Myth 1: Medicare is running out of money!

This myth rests mostly on two claims: 1) Medicare costs are racing out of control; and 2) People are living so long nowadays that they’re draining the fund dry. Let’s take ’em in order.

First of all, it’s true that medical care is horrendously expensive these days; in fact, healthcare costs have been rising about three times faster than everything else. But Medicare costs are growing more slowly than those of private insurance plans, even as Medicare’s care level improves.

Private care costs grow by about 5 percent per capita, while Medicare’s growing about 3 percent annually. And as for longevity sinking Medicare, not gonna happen. People are living longer, yes, but Medicare doesn’t cover nursing home expenses, the biggest factor in longevity costs.

Myth 2: Most doctors won’t take Medicare for new patients anymore.

The assumption here is that primary care physicians have become sick and tired of all the recent cuts and rule changes that have affected Medicare, so they’re abandoning it in droves.

Hardly. According to a recent Congressional study, fewer than 2% of beneficiaries have experienced any trouble with doctors accepting their Medicare claims.

Myth 3: Medicare is so screwy because it’s government-provided.

Avoiding the entire argument about Medicare’s condition, the healthcare is not, in fact, directly provided by the government. The government just administers and funds it, which some claim is bad enough.

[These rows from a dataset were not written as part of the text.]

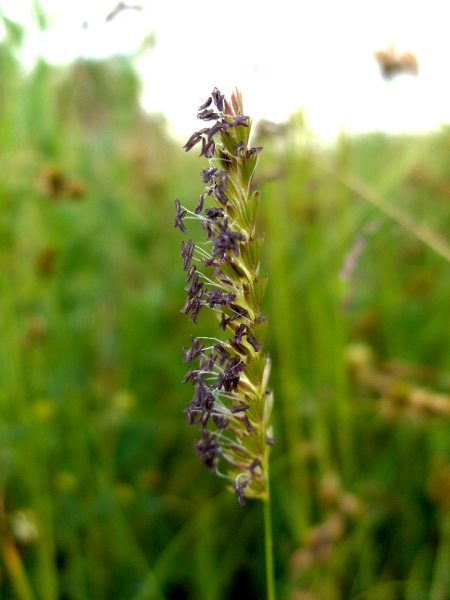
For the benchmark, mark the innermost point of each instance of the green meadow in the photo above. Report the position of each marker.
(102, 496)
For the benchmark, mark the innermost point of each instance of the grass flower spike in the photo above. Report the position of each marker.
(232, 403)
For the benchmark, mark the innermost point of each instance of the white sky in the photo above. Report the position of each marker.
(283, 54)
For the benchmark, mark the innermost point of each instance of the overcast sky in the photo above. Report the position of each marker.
(315, 54)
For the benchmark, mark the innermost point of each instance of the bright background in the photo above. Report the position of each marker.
(284, 55)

The care is actually provided by private hospitals, doctors, pharmacies, and various healthcare networks–and you’ll find that there are actually several non-governmental organizations, which will compete to provide your Medicare business. It’s actually rather confusing…so yeah, typical of the government.

The Bottom Line

This article barely scratches the surface of the myth-structure surrounding Medicare; there’s plenty more to learn, and that doesn’t count all the claims the candidates were slinging during the 2012 presidential election.

If you see the Medicare iceberg looming on your horizon, we recommend you do some research online before you get there, so you won’t fall for the many Medicare myths and pull a Titanic.